2.2 Deep Chemically Aggressive Water Forms Interconnected Conduits

Occurrence of water undersaturated in calcite at large depth and distance into the subsurface system requires the presence of carbon dioxide gas which can develop when groundwater transports organic carbon into the system that is then oxidized to form carbon dioxide gas.
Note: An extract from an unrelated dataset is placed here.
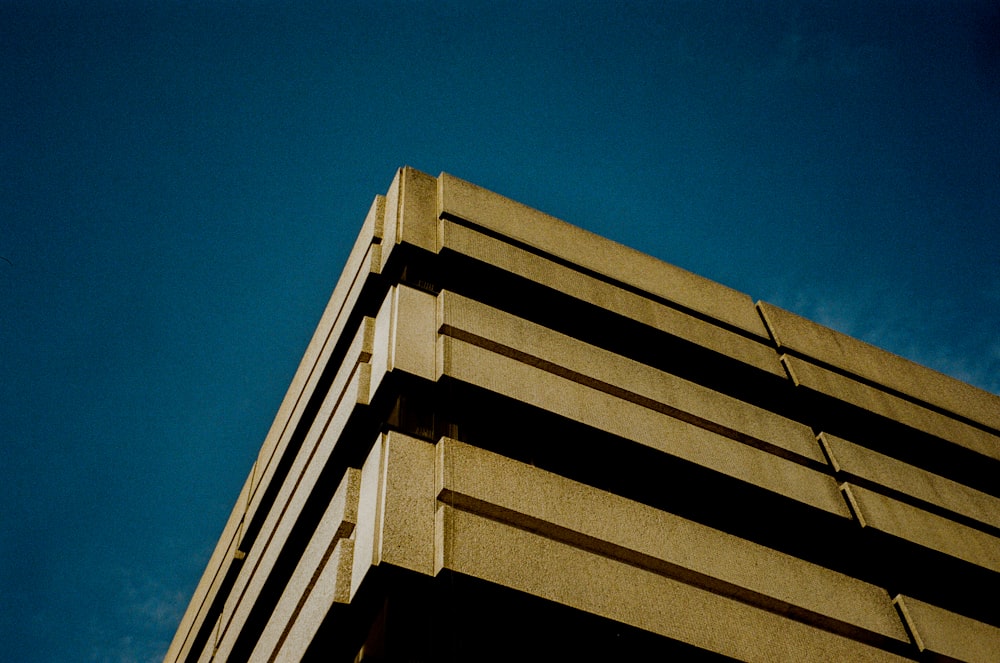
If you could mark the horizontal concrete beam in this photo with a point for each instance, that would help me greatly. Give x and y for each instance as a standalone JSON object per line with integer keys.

Both aqueous and gaseous carbon dioxide (CO2) play a role in development of karst because CO2 produces carbonic acid that results in dissolution of calcite.

The six mechanisms for instigation of calcite dissolution are:

  1. variation in groundwater temperature because calcite solubility decreases with rising temperatures unlike most rock forming minerals;
  2. production of sulfuric acid along groundwater flow paths, as suggested by Moore and Nicholas (1964) during which oxidation of small amounts of sulfide minerals, especially pyrite, results in sulfuric acid (H2SO4);
  3. floods in surface streams or rapid snowmelt causing exceptionally large rapid recharge of undersaturated water;
  4. mixing of dissimilar waters at fracture/joint intersections, because when waters of different chemistry (each saturated in calcite but with different CO2 partial pressure or temperatures) mix, the mixed water can be slightly undersaturated in calcite (Wigley and Plummer, 1976; Thraikill, 1968);
  5. in-situ formation of CO2 deep in the vadose zone by particulate and dissolved organic transport (Wood and Petraits, 1984); Wood, 1985); and,
  6. degassing of groundwater that is thermodynamically saturated with calcite as it reaches caves (Cao et al., 2021) resulting in precipitation of calcium carbonate and formation of stalactites and stalagmites.

Another less common source of CO2 or SO4 at depth occurs near magmatic areas or oil fields and can create chemically aggressive water.

Once chemically aggressive water is present at depth, karst openings are enlarged by dissolution of rock surrounding permeable openings which then become more permeable, thus higher flow volumes and velocity bring more aggressive water in contact with the soluble rocks and the karstification process proceeds.